One immediate outcome is that it will drive demand for infrastructure and PE investments which simultaneously deliver measurable sustainable impact alongside attractive risk-adjusted returns.
At Foresight, we are already acting on climate change and protecting the natural environment by investing in sustainable infrastructure and real assets that contribute in a tangible and measurable way to decarbonisation.
Investing in renewables that reduce our reliance on fossil fuels, investing in the decarbonisation of transport and the sustainable production of timber used in construction and packaging, are only a few of the strategies being actively pursued that seek to address some of the greatest challenges the world is facing.
We understand that investment in technologies that support the transition from carbon polluting energy generation to clean energy sources will have to increase dramatically if countries have any hope of meeting publicised net zero goals. The recent spike in energy prices highlights the need for investment in an energy transition that will bring in cost-efficient clean energy fast enough to replace fossil fuel energy, without triggering a supply and demand imbalance that will hit consumer prices.
As well as supporting a faster transition, COP26 will also increase demand for investment strategies that actively remove carbon from the atmosphere. At Foresight, one such strategy involves investment in forestry. The Foresight Sustainable Forestry Company Plc announced its intention to undertake an initial public offering (IPO) in October. This will be an externally managed investment company that will invest in commercial forestry and afforestation schemes that will sequester up to 4 million tonnes of carbon while actively enhancing biodiversity and delivering resilient and sustainable investment returns for its investors.
For the businesses we invest in that are looking to a decarbonised future, including 120 UK SMEs in our PE business, we recommend the fostering of a deeper understanding of carbon footprints, understanding where a company’s carbon hotspots are, and doing so as quickly as possible.

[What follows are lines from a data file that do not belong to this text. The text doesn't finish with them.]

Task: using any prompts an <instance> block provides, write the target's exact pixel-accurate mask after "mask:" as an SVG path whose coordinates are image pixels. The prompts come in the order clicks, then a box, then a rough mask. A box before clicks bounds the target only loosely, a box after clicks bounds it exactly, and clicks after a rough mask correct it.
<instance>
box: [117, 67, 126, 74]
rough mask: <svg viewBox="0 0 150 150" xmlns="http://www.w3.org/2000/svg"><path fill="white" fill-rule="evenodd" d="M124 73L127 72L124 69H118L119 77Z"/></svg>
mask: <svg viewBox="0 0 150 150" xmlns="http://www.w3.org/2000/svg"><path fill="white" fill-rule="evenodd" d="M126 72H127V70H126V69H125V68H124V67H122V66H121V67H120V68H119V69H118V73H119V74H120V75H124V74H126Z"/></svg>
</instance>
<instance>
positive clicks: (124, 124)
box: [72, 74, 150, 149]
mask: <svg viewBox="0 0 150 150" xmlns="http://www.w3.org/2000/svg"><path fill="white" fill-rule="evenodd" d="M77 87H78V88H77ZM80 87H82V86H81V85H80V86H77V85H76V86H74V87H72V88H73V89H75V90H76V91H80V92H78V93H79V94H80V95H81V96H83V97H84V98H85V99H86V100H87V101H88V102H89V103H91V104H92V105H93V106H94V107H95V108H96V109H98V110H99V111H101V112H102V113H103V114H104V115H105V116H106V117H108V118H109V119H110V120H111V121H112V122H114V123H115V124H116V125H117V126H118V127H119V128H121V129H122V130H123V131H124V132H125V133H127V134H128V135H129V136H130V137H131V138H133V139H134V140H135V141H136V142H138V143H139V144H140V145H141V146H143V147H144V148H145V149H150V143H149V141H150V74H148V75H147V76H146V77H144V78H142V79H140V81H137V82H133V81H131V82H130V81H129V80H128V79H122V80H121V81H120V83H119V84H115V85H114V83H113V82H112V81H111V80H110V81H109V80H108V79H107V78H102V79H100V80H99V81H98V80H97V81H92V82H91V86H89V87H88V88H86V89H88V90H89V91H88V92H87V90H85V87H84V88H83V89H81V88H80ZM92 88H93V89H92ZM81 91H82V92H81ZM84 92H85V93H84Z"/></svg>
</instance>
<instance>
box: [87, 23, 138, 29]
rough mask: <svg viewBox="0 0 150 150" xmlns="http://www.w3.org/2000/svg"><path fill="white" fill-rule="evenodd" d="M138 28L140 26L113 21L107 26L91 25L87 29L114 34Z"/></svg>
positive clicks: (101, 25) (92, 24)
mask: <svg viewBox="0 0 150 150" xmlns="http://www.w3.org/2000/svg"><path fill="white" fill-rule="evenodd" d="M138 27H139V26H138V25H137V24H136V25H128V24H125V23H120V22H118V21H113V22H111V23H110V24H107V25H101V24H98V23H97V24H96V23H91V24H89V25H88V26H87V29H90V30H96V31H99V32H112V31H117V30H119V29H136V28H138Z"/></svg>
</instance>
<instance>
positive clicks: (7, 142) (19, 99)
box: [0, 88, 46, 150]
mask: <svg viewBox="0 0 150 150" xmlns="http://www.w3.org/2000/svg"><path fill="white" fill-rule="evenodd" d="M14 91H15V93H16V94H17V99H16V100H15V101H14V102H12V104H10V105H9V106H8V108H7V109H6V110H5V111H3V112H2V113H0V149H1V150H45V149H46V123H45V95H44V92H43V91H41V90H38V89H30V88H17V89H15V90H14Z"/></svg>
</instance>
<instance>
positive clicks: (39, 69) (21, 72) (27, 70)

Reducing carbon emission hotspots will be critical to achieving net-zero by 2050.
Clarity is a gift
In the meantime, the most important thing global governments can do to respond to climate change and protect nature is to develop clear and unambiguous regulatory frameworks that ensure a continued focus on sustainability at all levels, and intervene in instances of market failure. This will ensure well-functioning capital markets that will facilitate the levels of sustainable investment required to achieve national and global net-zero targets.
Governments should prioritise areas of support to industries that have the greatest capacity to both contribute to the decarbonisation agenda and create a more sustainable economy.
The remaining 8 years of this decade will be a decisive period, wherein we still have an opportunity to reverse the worst effects of climate change. The agreements that came out of COP26 may not have gone as far as many would have liked but, in this instance, the perfect should not be the enemy of the good. Continuing to act must remain the priority - if we don’t it will soon be too late.